Bisphosphonates strengthen bones better than SERMs, but none of the bisphosphonates have been shown to lower the risk of breast cancer in women who've never been diagnosed.
Both Evista and the bisphosphonates may cause side effects. Evista's side effects may include:
- hot flashes
- sweating
- joint pain
- leg cramps
- flu-like symptoms
- blood clots deep in the legs
- a blood clot that travels to the lungs (called a pulmonary embolism)
- stroke
If a woman does develop a blood clot or has a stroke as a side effect of Evista, it may be serious and life-threatening. Some women in the RUTH study experienced these serious side effects.

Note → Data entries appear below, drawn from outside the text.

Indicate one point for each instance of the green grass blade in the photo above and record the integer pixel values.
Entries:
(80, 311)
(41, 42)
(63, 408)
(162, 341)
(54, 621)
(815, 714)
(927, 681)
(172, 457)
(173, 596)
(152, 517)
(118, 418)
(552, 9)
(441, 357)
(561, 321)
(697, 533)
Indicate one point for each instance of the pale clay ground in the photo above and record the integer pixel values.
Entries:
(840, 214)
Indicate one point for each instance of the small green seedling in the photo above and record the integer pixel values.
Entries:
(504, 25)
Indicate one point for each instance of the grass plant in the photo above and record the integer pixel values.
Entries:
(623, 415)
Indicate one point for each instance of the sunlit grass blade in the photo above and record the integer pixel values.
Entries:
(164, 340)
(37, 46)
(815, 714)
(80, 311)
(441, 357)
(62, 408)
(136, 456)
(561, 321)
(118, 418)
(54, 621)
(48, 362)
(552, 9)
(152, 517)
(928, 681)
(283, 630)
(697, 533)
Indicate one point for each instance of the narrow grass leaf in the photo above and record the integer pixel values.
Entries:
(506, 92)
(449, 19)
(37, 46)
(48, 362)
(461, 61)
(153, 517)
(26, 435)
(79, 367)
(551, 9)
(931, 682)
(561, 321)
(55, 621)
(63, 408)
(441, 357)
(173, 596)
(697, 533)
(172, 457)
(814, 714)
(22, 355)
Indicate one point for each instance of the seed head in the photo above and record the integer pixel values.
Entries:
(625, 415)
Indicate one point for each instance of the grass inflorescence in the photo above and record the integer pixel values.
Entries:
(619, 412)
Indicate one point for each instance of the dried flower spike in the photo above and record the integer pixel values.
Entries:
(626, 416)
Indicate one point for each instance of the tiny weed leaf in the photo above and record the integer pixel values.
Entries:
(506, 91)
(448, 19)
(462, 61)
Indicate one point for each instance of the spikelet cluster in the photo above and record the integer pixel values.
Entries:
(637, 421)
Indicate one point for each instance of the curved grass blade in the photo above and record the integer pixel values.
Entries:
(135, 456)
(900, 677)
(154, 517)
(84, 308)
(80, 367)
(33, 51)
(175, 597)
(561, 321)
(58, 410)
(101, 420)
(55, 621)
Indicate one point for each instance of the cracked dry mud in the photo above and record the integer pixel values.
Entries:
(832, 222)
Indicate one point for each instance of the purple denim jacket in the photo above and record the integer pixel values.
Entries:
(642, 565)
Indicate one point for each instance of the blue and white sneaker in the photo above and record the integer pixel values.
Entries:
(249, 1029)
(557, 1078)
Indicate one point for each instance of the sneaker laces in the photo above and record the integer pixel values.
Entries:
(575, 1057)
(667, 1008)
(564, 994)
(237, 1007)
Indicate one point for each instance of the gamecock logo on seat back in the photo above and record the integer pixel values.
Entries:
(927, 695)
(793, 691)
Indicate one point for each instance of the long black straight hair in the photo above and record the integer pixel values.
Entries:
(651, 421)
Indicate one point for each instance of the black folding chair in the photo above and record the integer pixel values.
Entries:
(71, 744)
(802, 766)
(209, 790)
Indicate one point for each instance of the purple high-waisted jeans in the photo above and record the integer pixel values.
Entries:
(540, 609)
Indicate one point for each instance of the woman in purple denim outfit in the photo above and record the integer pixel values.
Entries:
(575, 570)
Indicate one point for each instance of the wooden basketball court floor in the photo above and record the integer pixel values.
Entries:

Side effects of bisphosphonates may include:
- upset stomach
- muscle and joint pain
- esophagus irritation
- osteonecrosis of the jaw (in rare cases)
Some of these side effects can be serious, but the risk of life-threatening side effects is less with bisphosphonates than with Evista.
You and your doctor will need to weigh the risks and benefits of each treatment. You'll also need to consider your unique situation. Do you have a higher than average risk of breast cancer? If so, then Evista may be a good choice for you. Do you have a higher than average risk of breaking a bone? If so, you may opt for the added bone-strengthening ability of a bisphosphonate. Together, you and your doctor can decide what makes the best sense for YOU.